The more I thought about it the more I agreed. If somebody came up to you and told you they connected to American culture via a set of films featuring an animated rodent named Mikhail the Mouse, you’d probably recognize Disney’s character, but it would take a couple too many synaptic jumps to get there. You would also probably laugh. On the other hand, Santa Claus appears in Estonian tradition as Jõuluvana, certainly the same character—an old man handing out toys in midwinter—though translated both culturally and literally.
Jussike is an Estonian boy who learns the value and pleasure of work and friendship on his journey through the lands of the personified days of the week. The moral of the story and the sweetness of the characters themselves have universal appeal. Jussike’s cultural identity, however, is thoroughly Estonian. The weekdays’ personifications wear recognizable traditional Estonian folk costumes. A boy named Little Johnny isn’t all that likely to skip off to the sauna at the end of a long Saturday to freshen up for Sunday morning, either.
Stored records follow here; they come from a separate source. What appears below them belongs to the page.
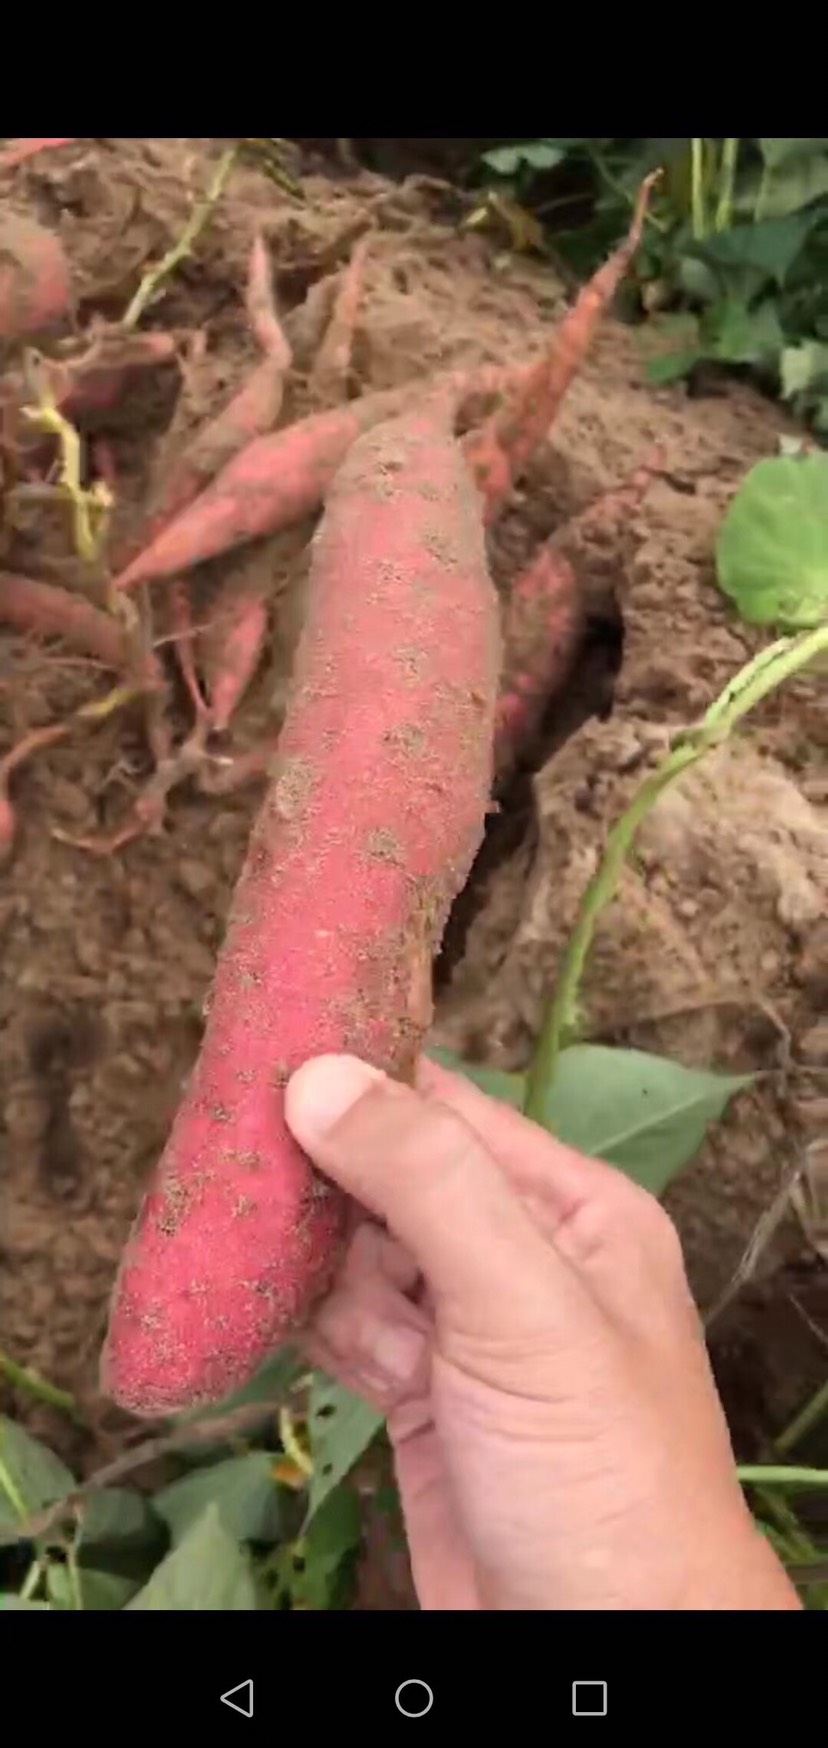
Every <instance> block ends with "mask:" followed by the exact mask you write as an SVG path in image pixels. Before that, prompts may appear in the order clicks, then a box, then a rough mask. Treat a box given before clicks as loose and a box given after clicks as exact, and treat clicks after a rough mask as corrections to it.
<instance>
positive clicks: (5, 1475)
mask: <svg viewBox="0 0 828 1748" xmlns="http://www.w3.org/2000/svg"><path fill="white" fill-rule="evenodd" d="M0 1491H2V1493H5V1498H7V1500H9V1505H10V1509H12V1512H14V1516H16V1517H19V1521H21V1523H26V1517H28V1512H26V1500H24V1498H23V1493H21V1489H19V1488H17V1482H16V1479H14V1475H12V1474H10V1470H9V1468H7V1465H5V1463H3V1460H2V1456H0Z"/></svg>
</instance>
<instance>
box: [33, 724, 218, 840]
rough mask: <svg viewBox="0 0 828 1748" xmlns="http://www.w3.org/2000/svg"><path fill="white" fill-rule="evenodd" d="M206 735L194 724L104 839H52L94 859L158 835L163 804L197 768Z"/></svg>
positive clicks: (165, 759) (203, 756)
mask: <svg viewBox="0 0 828 1748" xmlns="http://www.w3.org/2000/svg"><path fill="white" fill-rule="evenodd" d="M206 734H208V724H206V720H199V722H196V727H194V731H192V734H190V736H189V739H187V741H185V743H183V746H180V748H178V752H176V753H173V755H171V757H169V759H162V760H161V764H159V767H157V771H155V774H154V776H152V778H150V781H148V783H147V788H145V790H143V795H140V797H138V801H136V804H135V808H133V813H131V818H129V820H126V822H124V825H122V827H119V830H117V832H112V834H110V836H108V837H72V836H70V834H68V832H61V830H58V829H56V830H52V837H58V839H59V843H61V844H72V848H73V850H86V851H87V853H89V855H94V857H112V855H117V851H119V850H124V848H126V844H131V843H135V839H136V837H143V836H145V834H157V832H161V829H162V825H164V818H166V804H168V797H169V795H171V792H173V788H178V785H180V783H185V781H187V780H189V778H192V776H194V774H196V773H197V771H199V766H201V764H203V762H204V757H206V753H204V743H206Z"/></svg>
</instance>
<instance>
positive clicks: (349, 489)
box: [103, 411, 500, 1414]
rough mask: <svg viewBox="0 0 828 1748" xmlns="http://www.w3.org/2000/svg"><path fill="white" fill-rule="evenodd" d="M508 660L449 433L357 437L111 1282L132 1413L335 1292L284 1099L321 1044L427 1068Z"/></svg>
mask: <svg viewBox="0 0 828 1748" xmlns="http://www.w3.org/2000/svg"><path fill="white" fill-rule="evenodd" d="M498 666H500V629H498V607H496V596H494V589H493V586H491V580H489V575H487V568H486V552H484V537H482V517H480V505H479V500H477V495H475V489H473V484H472V481H470V477H468V470H466V467H465V463H463V454H461V451H459V446H458V444H456V442H454V440H452V437H451V434H449V423H447V420H445V421H444V420H442V418H440V416H438V414H437V413H435V411H426V413H419V414H409V416H405V418H402V420H398V421H391V423H388V425H386V427H384V428H379V430H377V432H372V434H369V435H365V437H362V439H360V440H358V442H356V444H355V446H353V449H351V453H349V456H348V460H346V463H344V467H342V468H341V472H339V474H337V479H335V482H334V488H332V491H330V493H328V502H327V510H325V516H323V521H321V526H320V531H318V535H316V540H314V556H313V570H311V586H309V603H307V617H306V626H304V633H302V638H300V645H299V652H297V662H295V673H293V687H292V697H290V704H288V711H286V722H285V729H283V736H281V743H279V759H278V766H276V771H274V776H273V783H271V787H269V792H267V797H266V801H264V808H262V811H260V816H259V822H257V825H255V829H253V837H252V844H250V851H248V858H246V865H245V871H243V874H241V881H239V886H238V890H236V897H234V904H232V914H231V925H229V932H227V939H225V944H224V949H222V954H220V961H218V967H217V975H215V986H213V995H211V1002H210V1012H208V1021H206V1033H204V1042H203V1047H201V1056H199V1061H197V1065H196V1070H194V1075H192V1080H190V1084H189V1089H187V1094H185V1099H183V1105H182V1108H180V1112H178V1115H176V1120H175V1126H173V1133H171V1136H169V1141H168V1147H166V1152H164V1155H162V1161H161V1166H159V1169H157V1175H155V1180H154V1183H152V1187H150V1190H148V1196H147V1199H145V1203H143V1210H141V1213H140V1217H138V1224H136V1227H135V1231H133V1236H131V1239H129V1241H128V1248H126V1253H124V1259H122V1266H121V1274H119V1281H117V1287H115V1299H114V1311H112V1320H110V1328H108V1341H107V1351H105V1360H103V1384H105V1390H107V1391H108V1393H110V1395H114V1397H115V1400H117V1402H121V1404H122V1405H124V1407H128V1409H131V1411H133V1412H138V1414H157V1412H168V1411H171V1409H178V1407H183V1405H185V1404H194V1402H204V1400H213V1398H220V1397H222V1395H225V1391H227V1390H231V1388H234V1386H236V1384H239V1383H241V1381H243V1379H246V1377H248V1376H250V1374H252V1372H253V1370H255V1369H257V1367H259V1363H260V1362H262V1358H264V1356H266V1355H267V1353H269V1351H271V1349H273V1348H274V1346H278V1342H281V1341H283V1339H285V1337H286V1335H288V1332H290V1330H293V1328H295V1327H297V1325H299V1323H300V1321H302V1320H304V1318H306V1314H307V1311H309V1308H311V1304H313V1301H314V1299H316V1295H318V1294H320V1292H323V1290H325V1287H327V1283H328V1281H330V1274H332V1269H334V1267H335V1264H337V1260H339V1255H341V1243H342V1225H344V1204H342V1197H341V1196H339V1192H337V1190H334V1189H332V1187H330V1185H327V1183H321V1182H320V1180H318V1178H316V1175H314V1171H313V1169H311V1166H309V1162H307V1159H306V1157H304V1154H302V1152H300V1148H299V1147H297V1145H295V1141H293V1140H292V1136H290V1133H288V1129H286V1124H285V1112H283V1087H285V1084H286V1079H288V1077H290V1073H292V1070H293V1068H297V1066H299V1065H300V1063H302V1061H306V1059H307V1058H309V1056H314V1054H318V1052H321V1051H356V1052H358V1054H360V1056H365V1058H367V1059H369V1061H374V1063H377V1065H381V1066H384V1068H386V1070H390V1072H391V1073H395V1075H400V1077H409V1075H411V1073H412V1070H414V1063H416V1058H417V1052H419V1047H421V1042H423V1035H424V1031H426V1028H428V1023H430V1016H431V958H433V954H435V951H437V947H438V942H440V935H442V928H444V923H445V918H447V911H449V905H451V902H452V898H454V895H456V893H458V891H459V888H461V886H463V883H465V879H466V874H468V869H470V864H472V858H473V855H475V850H477V846H479V843H480V837H482V823H484V815H486V808H487V801H489V785H491V743H493V717H494V694H496V682H498Z"/></svg>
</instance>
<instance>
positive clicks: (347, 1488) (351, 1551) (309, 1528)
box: [290, 1488, 362, 1610]
mask: <svg viewBox="0 0 828 1748" xmlns="http://www.w3.org/2000/svg"><path fill="white" fill-rule="evenodd" d="M360 1543H362V1512H360V1500H358V1496H356V1493H355V1491H353V1488H334V1491H332V1493H328V1496H327V1500H325V1503H323V1505H320V1509H318V1512H316V1516H314V1517H313V1521H311V1524H309V1526H307V1535H306V1538H304V1547H302V1556H304V1561H302V1571H295V1573H293V1578H292V1585H290V1589H292V1596H293V1603H300V1605H302V1606H304V1608H313V1610H318V1608H332V1606H335V1601H337V1594H339V1589H341V1584H339V1580H341V1577H342V1566H344V1564H346V1563H348V1564H349V1563H351V1554H355V1550H356V1549H358V1547H360Z"/></svg>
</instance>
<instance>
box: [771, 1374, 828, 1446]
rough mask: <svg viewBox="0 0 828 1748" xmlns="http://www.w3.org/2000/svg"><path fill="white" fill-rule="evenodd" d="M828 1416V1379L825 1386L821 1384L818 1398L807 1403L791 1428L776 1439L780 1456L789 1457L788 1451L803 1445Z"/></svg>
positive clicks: (774, 1440)
mask: <svg viewBox="0 0 828 1748" xmlns="http://www.w3.org/2000/svg"><path fill="white" fill-rule="evenodd" d="M826 1414H828V1377H826V1381H825V1384H821V1388H819V1390H818V1391H816V1397H811V1402H805V1407H804V1409H800V1412H798V1414H797V1418H795V1419H791V1423H790V1426H786V1428H784V1432H781V1433H779V1437H777V1439H774V1446H776V1451H777V1453H779V1456H788V1451H793V1447H795V1446H797V1444H802V1440H804V1439H807V1435H809V1432H814V1428H816V1426H819V1423H821V1421H823V1419H825V1416H826Z"/></svg>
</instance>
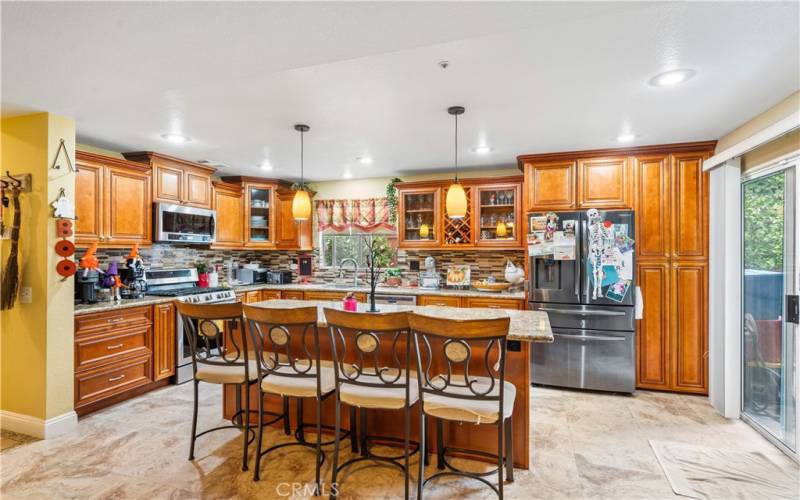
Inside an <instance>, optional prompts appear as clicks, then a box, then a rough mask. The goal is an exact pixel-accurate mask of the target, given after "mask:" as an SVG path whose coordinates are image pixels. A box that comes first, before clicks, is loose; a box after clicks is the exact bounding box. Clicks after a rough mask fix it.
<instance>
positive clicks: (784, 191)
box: [742, 173, 785, 272]
mask: <svg viewBox="0 0 800 500" xmlns="http://www.w3.org/2000/svg"><path fill="white" fill-rule="evenodd" d="M784 194H785V191H784V174H783V173H779V174H775V175H771V176H768V177H762V178H760V179H757V180H754V181H751V182H748V183H746V184H744V186H743V194H742V206H743V208H744V268H745V269H753V270H759V271H777V272H780V271H783V252H784V249H783V242H784V227H783V226H784V214H783V207H784Z"/></svg>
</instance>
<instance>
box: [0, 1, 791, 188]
mask: <svg viewBox="0 0 800 500" xmlns="http://www.w3.org/2000/svg"><path fill="white" fill-rule="evenodd" d="M799 6H800V4H799V3H798V2H785V3H779V2H770V3H760V2H753V3H749V2H747V3H736V2H732V3H727V2H715V3H711V2H709V3H683V2H681V3H627V2H622V3H611V2H590V3H575V2H573V3H570V2H562V3H555V2H554V3H544V2H541V3H534V2H509V3H499V2H468V3H463V2H462V3H458V2H453V3H447V2H413V3H412V2H373V3H355V2H321V3H279V2H274V3H252V2H251V3H246V2H245V3H228V2H217V3H192V2H169V3H168V2H154V3H150V2H147V3H138V2H85V3H69V2H52V3H38V2H26V3H22V2H20V3H9V2H2V4H0V9H1V14H2V113H3V115H4V116H10V115H13V114H19V113H23V112H30V111H50V112H54V113H58V114H63V115H68V116H73V117H75V119H76V122H77V130H78V140H79V142H83V143H86V144H90V145H94V146H100V147H106V148H109V149H113V150H117V151H133V150H155V151H161V152H164V153H169V154H173V155H176V156H180V157H183V158H187V159H190V160H201V159H209V160H212V161H217V162H223V163H225V164H227V165H228V167H227V168H225V169H223V170H222V171H221V173H223V174H249V175H265V173H264V172H263V171H262V170H259V169H258V167H257V165H259V164H260V163H261V162H262V161H263V160H265V159H267V160H268V161H269V162H270V163H271V164H272V165H273V166H274V170H273V171H272V172H271V173H270V174H268V175H274V176H278V177H285V178H295V177H297V176H298V175H299V138H298V137H297V133H296V132H295V131H294V130H293V129H292V125H293V124H295V123H298V122H303V123H307V124H309V125H310V126H311V131H310V132H309V133H308V134H307V136H306V177H307V178H310V179H312V180H327V179H341V178H342V175H343V173H344V172H346V171H350V172H351V173H352V175H353V176H354V177H378V176H387V175H395V174H397V175H403V174H409V173H412V172H420V171H432V170H442V169H443V168H447V167H450V166H451V165H452V162H453V142H452V140H453V122H452V117H450V116H449V115H447V113H446V108H447V107H448V106H451V105H456V104H458V105H463V106H465V107H466V108H467V112H466V114H465V115H463V116H462V117H461V118H460V119H459V128H460V142H459V144H460V148H459V157H460V163H461V164H462V165H464V166H465V167H467V168H477V167H485V166H495V165H503V166H510V165H513V164H515V161H516V160H515V158H516V156H517V155H518V154H523V153H537V152H549V151H566V150H576V149H589V148H601V147H612V146H616V145H618V144H617V142H616V137H617V135H619V134H621V133H623V132H632V133H634V134H637V135H638V137H637V139H636V141H635V142H634V143H633V144H634V145H636V144H657V143H669V142H682V141H694V140H707V139H717V138H719V137H720V136H722V135H724V134H725V133H726V132H729V131H730V130H732V129H733V128H735V127H736V126H738V125H740V124H741V123H743V122H744V121H746V120H748V119H750V118H751V117H753V116H754V115H756V114H758V113H760V112H762V111H764V110H766V109H767V108H768V107H770V106H771V105H773V104H775V103H776V102H778V101H780V100H781V99H782V98H784V97H786V96H787V95H789V94H790V93H792V92H794V91H796V90H798V89H799V88H800V10H799ZM31 34H38V35H37V36H31ZM440 60H449V61H450V62H451V66H450V67H449V68H448V69H447V70H442V69H440V68H439V67H438V65H437V62H438V61H440ZM680 67H687V68H693V69H695V70H697V76H696V77H695V78H694V79H692V80H690V81H688V82H686V83H684V84H682V85H679V86H677V87H673V88H654V87H651V86H649V85H648V84H647V81H648V80H649V79H650V78H651V77H652V76H654V75H655V74H657V73H660V72H662V71H665V70H669V69H675V68H680ZM169 132H178V133H182V134H185V135H187V136H189V137H191V139H192V140H191V141H190V142H188V143H186V144H182V145H175V144H171V143H168V142H165V141H164V140H163V139H161V137H160V136H161V134H164V133H169ZM481 144H487V145H489V146H491V147H492V148H494V150H493V151H492V153H491V154H489V155H486V156H480V155H476V154H474V153H472V152H471V149H472V148H473V147H475V146H478V145H481ZM364 155H368V156H371V157H374V158H375V162H374V163H373V164H372V165H369V166H365V165H361V164H360V163H358V162H357V161H355V158H356V157H359V156H364Z"/></svg>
A lot of the pride and joy I feel in helping to get this book out into the world comes from the privilege of introducing the story and Jussike himself to a much wider audience. For me, the challenge in literary translation work lies in making a work accessible without losing its cultural voice. I wanted to change the language without changing the essential experience of the story any more than necessary. Altering the main character’s name changed the character in some way. We don’t identify with a name, regardless of how accessible it may be—we identify with a character. I hope that anybody who reads to small children will enjoy meeting and reading about Jussike in English as much as those of us privileged enough to meet him in the original Estonian have.